Closed polarathene closed 7 months ago
I just noticed that compared to the strings example, I was using bench_values()
instead of bench_refs()
. The latter avoids the overhead.
I assume that you should still be able to bench a method by value without the timing overhead from the input.
I was using
bench_values()
instead ofbench_refs()
. The latter avoids the overhead.
It appears what's happening is you're dropping Vec<String>
in every run of your benchmarked function. The timing taking longer is expected in this case. You would need to forward it back to Divan by returning it. Or use bench_refs()
, which does semantically the same (inout argument).
You would need to forward it back to Divan by returning it.
That was it, cheers!
Is that related to the Drop
example in docs? It only mentioned a memory cost, with a later example of not needing to return a value.
The benched function would take a hashmap as input and return a string. That value was also implicitly returned in the bench_values()
closure, but I didn't expect an unused input to introduce timing overhead when not used.
// Slow without return
#[divan::bench]
fn with_dynamic_input(b: Bencher) {
b.with_inputs(|| {
mock_data()
}).bench_values(|_| {
black_box(42);
});
}
// Slow with return
#[divan::bench]
fn with_dynamic_input(b: Bencher) {
b.with_inputs(|| {
mock_data()
}).bench_values(|_| {
// without black_box, also still slow
black_box(42)
});
}
// Fast, no notable timing overhead issues
#[divan::bench]
fn with_dynamic_input(b: Bencher) {
b.with_inputs(|| {
mock_data()
}).bench_values(|x| {
x
});
}
Might be worth clarifying that in with_inputs()
to mention timing will be affected if the input does not defer drop?
Or I guess this issue is sufficient itself for troubleshooting the cause 👍
but I didn't expect an unused input to introduce timing overhead when not used.
Rust was doing what you were telling it to. You just weren't telling it what you wanted it to do 😉. I was hoping the name "values" would help make the move semantics obvious but it seems to still be subtle.
@polarathene Please submit a PR to improve the docs here!
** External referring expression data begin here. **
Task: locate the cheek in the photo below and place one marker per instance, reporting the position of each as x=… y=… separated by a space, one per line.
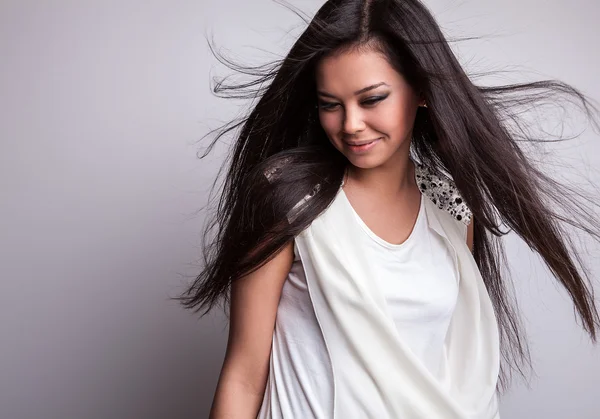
x=331 y=123
x=393 y=119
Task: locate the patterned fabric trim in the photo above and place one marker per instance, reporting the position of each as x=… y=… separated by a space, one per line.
x=443 y=193
x=441 y=190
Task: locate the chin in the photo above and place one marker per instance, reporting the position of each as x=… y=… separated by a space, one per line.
x=366 y=161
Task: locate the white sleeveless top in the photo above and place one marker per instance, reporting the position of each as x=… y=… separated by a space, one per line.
x=420 y=284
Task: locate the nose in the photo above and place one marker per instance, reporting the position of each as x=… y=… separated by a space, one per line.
x=353 y=121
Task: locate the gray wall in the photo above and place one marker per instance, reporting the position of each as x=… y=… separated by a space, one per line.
x=101 y=104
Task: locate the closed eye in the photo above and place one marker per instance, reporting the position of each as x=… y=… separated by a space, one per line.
x=373 y=100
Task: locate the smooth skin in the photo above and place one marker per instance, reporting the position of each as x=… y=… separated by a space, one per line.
x=361 y=97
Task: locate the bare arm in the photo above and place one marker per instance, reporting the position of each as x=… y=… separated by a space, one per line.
x=254 y=302
x=470 y=235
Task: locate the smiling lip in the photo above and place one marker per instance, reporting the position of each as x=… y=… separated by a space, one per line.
x=363 y=143
x=363 y=147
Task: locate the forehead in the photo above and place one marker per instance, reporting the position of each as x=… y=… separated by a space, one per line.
x=352 y=70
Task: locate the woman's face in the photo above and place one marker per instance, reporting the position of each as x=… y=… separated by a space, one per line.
x=366 y=108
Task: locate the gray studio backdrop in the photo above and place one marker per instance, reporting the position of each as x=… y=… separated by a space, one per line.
x=101 y=105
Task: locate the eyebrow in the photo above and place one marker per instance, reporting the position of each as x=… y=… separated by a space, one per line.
x=358 y=92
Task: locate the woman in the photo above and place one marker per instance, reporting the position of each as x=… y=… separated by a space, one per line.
x=359 y=228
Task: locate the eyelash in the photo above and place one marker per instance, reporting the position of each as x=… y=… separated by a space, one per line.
x=369 y=102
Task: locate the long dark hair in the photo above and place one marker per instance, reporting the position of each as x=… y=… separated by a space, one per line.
x=470 y=133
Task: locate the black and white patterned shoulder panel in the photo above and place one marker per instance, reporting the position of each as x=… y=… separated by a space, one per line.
x=443 y=193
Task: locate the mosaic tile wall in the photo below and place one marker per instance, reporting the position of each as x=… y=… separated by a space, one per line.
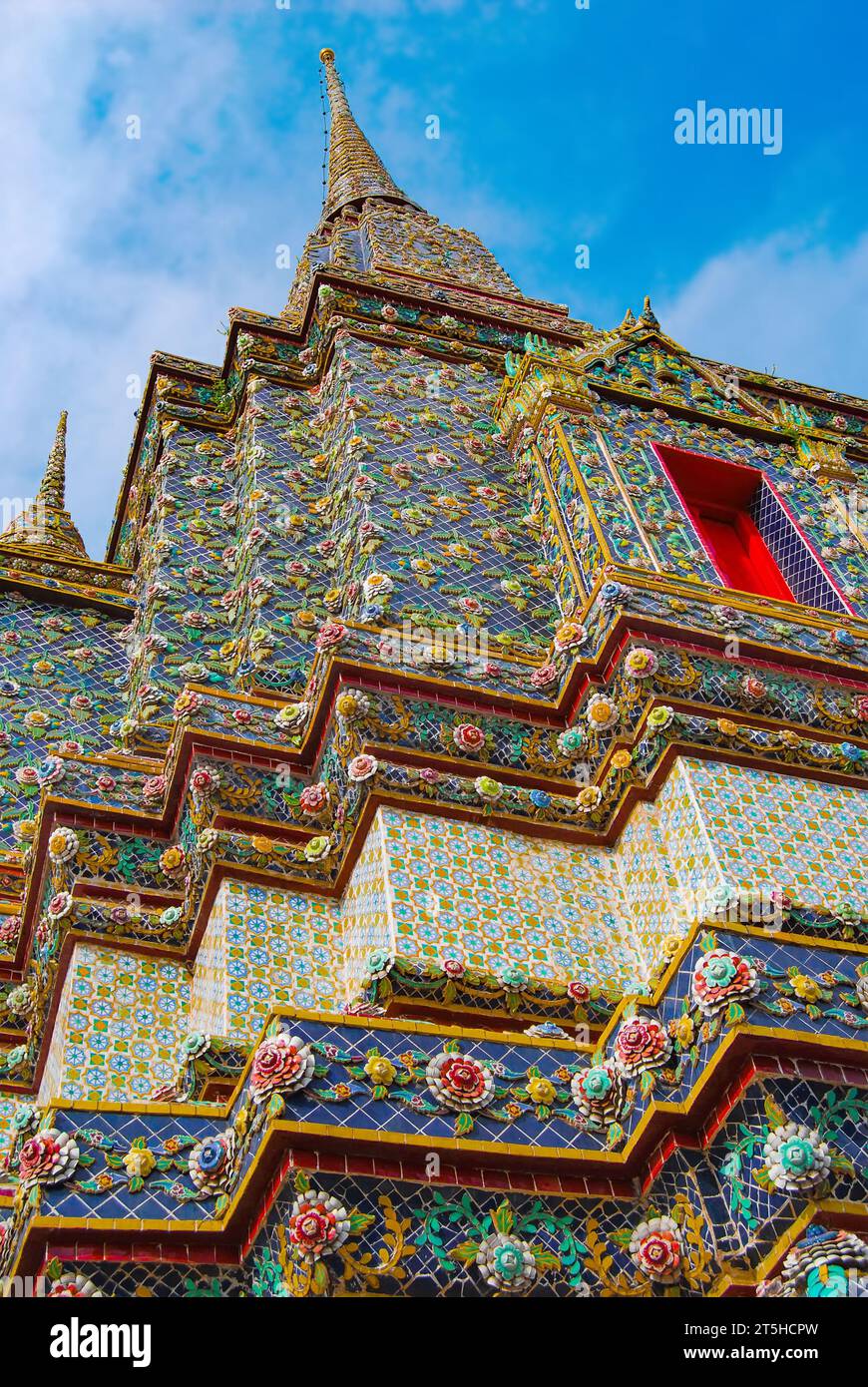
x=427 y=888
x=263 y=949
x=120 y=1020
x=494 y=898
x=776 y=829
I'm sure you would have good phrasing for it.
Rust was doing what you were telling it to. You just weren't telling it what you wanted it to do 😉. I was hoping the name "values" would help make the move semantics obvious but it seems to still be subtle.
I thought from the black_box()
docs on compiler optimizations, an unused parameter wouldn't have that sort of impact.
I'm familiar with value vs ref and thought I understood them well enough 😅 Just to be clear my confusion with this issue was:
with_inputs()
.divan
to report time unrelated to what was going outside of the benched function, especially when the input was changed to _
and not used 🤷♂️ This was my first time trying benching with Rust, so it was perhaps the wrong expectation.#[divan::bench]
fn with_dynamic_input(b: Bencher) {
b.with_inputs(|| {
mock_data()
}).bench_values(|x| {
// If operation doesn't use input, or input is not returned as it was
// Timing Overhead, regardless of operation
do_stuff(x)
// <1ns if instead returning input as-is
x
});
}
// <1ns, no overhead
fn do_stuff(s: Vec<String>) -> Vec<String> {
s
}
// 700ns, returning modified input
fn do_stuff(mut s: Vec<String>) -> Vec<String> {
s.truncate(1);
s
}
// 1.4µs, returning different type from input
fn do_stuff(mut s: Vec<String>) -> String {
s.concat()
}
// 700ns, returning a different type, ignoring input
fn do_stuff(s: Vec<String>) -> u8 {
42
}
// 700ns, not returning anything
fn do_stuff(s: Vec<String>) {
42;
}
<1ns
my understanding is it's been optimized out.700ns
is unrelated to the function, and more to do with the input itself adding overhead? 🤷♂️ @polarathene Please submit a PR to improve the docs here! I'm sure you would have good phrasing for it.
I'm happy to submit a PR if another user chimes in with the same confusion, except given the above I still don't quite follow why divan
should be including that 700ns
🤔
In my last comment, I thought I just had to consume the input and/or return something, thinking the timing was due to my function logic alone after all, but it seems there is still overhead from the input size regardless of what happens in do_stuff()
(at least when passing by value).
bench_values()
, yet when I removed it there was still notable overhead.The docs for
with_inputs()
imply this should not contribute to timing?:I've tried to look through the current docs and announcement blogpost, but it's not clear to me why this is happening?
If I instead swap the mock data generator function for one that just sleeps instead of allocates:
It will take longer to complete, but does not affect the timing:
It only affects timing when I return the mocked data and the impact scales with the size of the input. I assume it's related to the example description of
Drop
behaviour here, but I'm not sure how to exclude that overhead.